Study recommends additional math education to steer women to STEM fields


LAWRENCE — To help bridge the gap between men and women in math-intensive STEM fields and careers, educators should engage girls as young as elementary school in intervention programs focused on more math skills, according to a new report on the landscape of women in science-related careers.

"Math is the key to many of these majors where women are underrepresented," said Donna Ginther, University of Kansas professor of economics and director of KU's Center for Science, Technology & Economic Policy at the Institute for Policy & Social Research. "The mathematical careers and those majors pay significantly better than social science, life science and psychology, and I really think that in the long term — because of computers, information and data — math is key to having a well-paying job and a career."

Ginther further discusses the study here.

The intervention strategy is the main policy recommendation from a study Ginther, psychological scientists Stephen J. Ceci and Wendy M. Williams of Cornell University and Boston University economist Shulamit Kahn conducted on the gender gap in academic sciences since 2000. The full report and an accompanying commentary by Diane Halpern of Minerva Schools at the Keck Graduate Institute are published this month in Psychological Science in the Public Interest, a journal of the Association for Psychological Science. A New York Times op-ed also addressed the study. 

The study included a review of all past and wide-ranging research on women in the academic sciences since 2000 and a quantitative analysis of data by gender, including high school graduation rates, academic majors, careers, salaries, hours worked and academic publications. The report contains several pieces of good news, Ginther said, such as increasing parity between men and women in certain science fields, except for computer science.

"There's been significant progress, but puzzles remain," Ginther said.

A key feature of the report is that it separates math-intensive fields in which women are underrepresented from non-math-intensive fields of life science, psychology and social science, referred to as LPS, in which women are overrepresented or at parity — often breaking down analyses into eight disciplines over multiple time periods to chart the changing landscape.

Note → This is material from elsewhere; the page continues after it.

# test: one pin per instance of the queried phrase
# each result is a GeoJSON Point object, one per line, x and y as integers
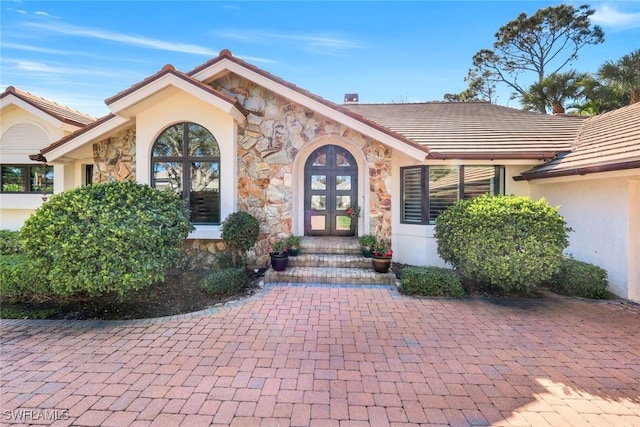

"You cannot treat all science fields the same, so each is a separate market. Women's progress or lack of progress depends upon the field," Ginther said.

The report shows women are underrepresented in college majors, graduate school programs and professional fields that are the most mathematically intensive, such as geoscience, engineering, economics, mathematics, computer science and the physical sciences, referred to as GEEMP. In 2011, for example, women received just 25 percent of GEEMP bachelor’s degrees, and women comprised just 25 percent to 44 percent of tenure-track assistant professors in GEEMP fields. Yet women outnumber men among college graduates overall.

Ginther said although there has been progress in getting more women into STEM fields, the next step is focusing on math-intensive skills to encourage more female students to enter those fields in the future. GEEMP-related careers tend to lead to jobs with higher wages than the fields of life science, psychology and social science, she said.

"Math is the gatekeeper, and young women's views of how well they do math is a gatekeeper. It becomes a cumulative advantage story that if you don't have the math early on, it's going to be the road not taken — a very lucrative road not taken," Ginther said. "So it's a big problem and something that as a society we need to think about."

Such interventions may include programs, beginning as early as elementary school, designed to encourage girls to engage and achieve in fields like engineering, computer science and physics.

At the university level, enticing women to switch to GEEMP majors depends on requiring early science coursework, because women switch to GEEMP majors more often than men but only if they have taken introductory science courses early in their college career. And still later, interventions must focus on fostering work-life balance for talented doctoral students who are at greater risk of opting out of tenure-track positions.

“Our hope is that this research synthesis, coupled with the numerous new analyses we have provided in this article, will help redirect the debate toward critical issues that are most important in limiting the careers of women scientists today, and hopefully move closer to solving them,” the research team wrote.